このようないろいろな子がいるクラスを担当した学級担任がいました。
おとなによっては、それらを次のように注意する人もいます。
①「やりたいのか、やりたくないのか。はっきりしなさい」
②「もっと積極的に人とかかわりなさい」
③「忘れ物ばかりしていたら、社会に通用しないよ」
④「先生ばかりをあてにせず、自分のことは自分でしなくてどうするのだ」
それらはすべて「正論」です。また、教師の中にもできていない子を注意しない担任教師をとがめる人もいました。
しかし、基本的に子どもは発達途上にあります。そこには「できる」・「できない」の個人差があるのです。
できなくても、その生徒をとがめることなく、あたたかく見守ることに徹する学級担任でした。
その教師は、周りの先生からは、「○○先生、あの子のもっとできていないことを注意してくださいよ。
甘やかせてばかりいてはよくないですよ」と言われている教師がいました。
でも、その先生はじっと子どもを見守り、その先生を慕い、3学期頃には「あの子たち変わったわね。1学期とはちがって、成長したよね」と周りの先生から言われるようになっていました。そして、2・3年生ではしっとりとしたいいクラスになっていました。
わたしは思うのですが、何かを育てるのがじょうずな人は、待つことのできる人です。
そして「待つ」ということは、「信じる」ことと同じ意味です。
子どもは、土の中で生きる球根のようなものです。どんな花が咲くかはわからない。
だけれども、きっと美しい花が咲くにちがいない。
その開花の時期はわからなくても、きっとそうなると信じて、ちゃんと水をやり、肥料を与え、日に当て、大輪の花か、あるいは小さなかわいい花かと思いを巡らせ「きっと咲く」と信じて見守ることができる人こそ、子どもを成長させる教師です。

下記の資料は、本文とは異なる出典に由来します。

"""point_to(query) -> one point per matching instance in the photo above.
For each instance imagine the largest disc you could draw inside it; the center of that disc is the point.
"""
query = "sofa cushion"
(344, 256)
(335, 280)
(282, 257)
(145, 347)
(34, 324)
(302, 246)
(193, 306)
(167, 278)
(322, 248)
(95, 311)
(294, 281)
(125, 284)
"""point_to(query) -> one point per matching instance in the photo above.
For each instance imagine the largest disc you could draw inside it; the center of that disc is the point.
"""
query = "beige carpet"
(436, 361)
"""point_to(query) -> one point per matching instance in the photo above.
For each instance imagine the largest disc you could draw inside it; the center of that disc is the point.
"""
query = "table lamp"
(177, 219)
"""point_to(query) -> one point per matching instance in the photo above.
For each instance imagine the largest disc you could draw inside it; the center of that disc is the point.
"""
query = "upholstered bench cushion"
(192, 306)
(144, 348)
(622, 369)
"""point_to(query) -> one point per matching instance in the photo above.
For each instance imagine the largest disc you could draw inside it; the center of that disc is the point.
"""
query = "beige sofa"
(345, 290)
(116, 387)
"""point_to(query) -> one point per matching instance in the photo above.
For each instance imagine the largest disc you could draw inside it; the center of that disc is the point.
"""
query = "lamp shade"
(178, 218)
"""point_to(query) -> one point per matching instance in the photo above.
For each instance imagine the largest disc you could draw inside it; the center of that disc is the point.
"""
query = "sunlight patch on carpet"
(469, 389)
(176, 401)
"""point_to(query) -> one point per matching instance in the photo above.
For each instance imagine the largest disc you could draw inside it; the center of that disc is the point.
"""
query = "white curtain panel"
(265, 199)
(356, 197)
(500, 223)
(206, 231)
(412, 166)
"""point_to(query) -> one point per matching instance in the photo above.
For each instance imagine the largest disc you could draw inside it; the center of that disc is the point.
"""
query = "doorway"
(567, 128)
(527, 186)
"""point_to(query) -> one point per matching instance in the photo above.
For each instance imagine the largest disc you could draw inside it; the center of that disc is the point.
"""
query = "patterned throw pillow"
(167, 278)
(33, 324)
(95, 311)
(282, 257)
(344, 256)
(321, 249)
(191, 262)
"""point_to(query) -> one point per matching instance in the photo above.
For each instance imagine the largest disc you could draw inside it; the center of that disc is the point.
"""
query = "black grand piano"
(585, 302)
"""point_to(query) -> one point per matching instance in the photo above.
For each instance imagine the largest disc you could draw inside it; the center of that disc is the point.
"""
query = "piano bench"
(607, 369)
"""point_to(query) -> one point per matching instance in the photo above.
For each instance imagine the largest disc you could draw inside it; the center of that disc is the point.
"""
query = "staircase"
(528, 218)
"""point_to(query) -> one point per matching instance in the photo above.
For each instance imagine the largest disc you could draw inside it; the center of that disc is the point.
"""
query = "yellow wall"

もちろん、ただ見守るだけではありません。その子への日々の声かけやかかわりを欠かしません。
子どもは、待ってもらっている時間の中で、その子のペースで内面を耕していきます。
自分の得意なことを知ったり、やりたいことを見つけ、世の中のルールを受け入れ、自分の中の小さな誇りを育てていきます。
待ってもらうことで心を成熟させていくのです。
そのことを信じることができるのは、今までの教育実践に裏づけされた本人の確信なのです。
変えるべき、変わるべきなのは、実践よりも「正論」(~すべき)はかりを重んじる私たちの考えかたです。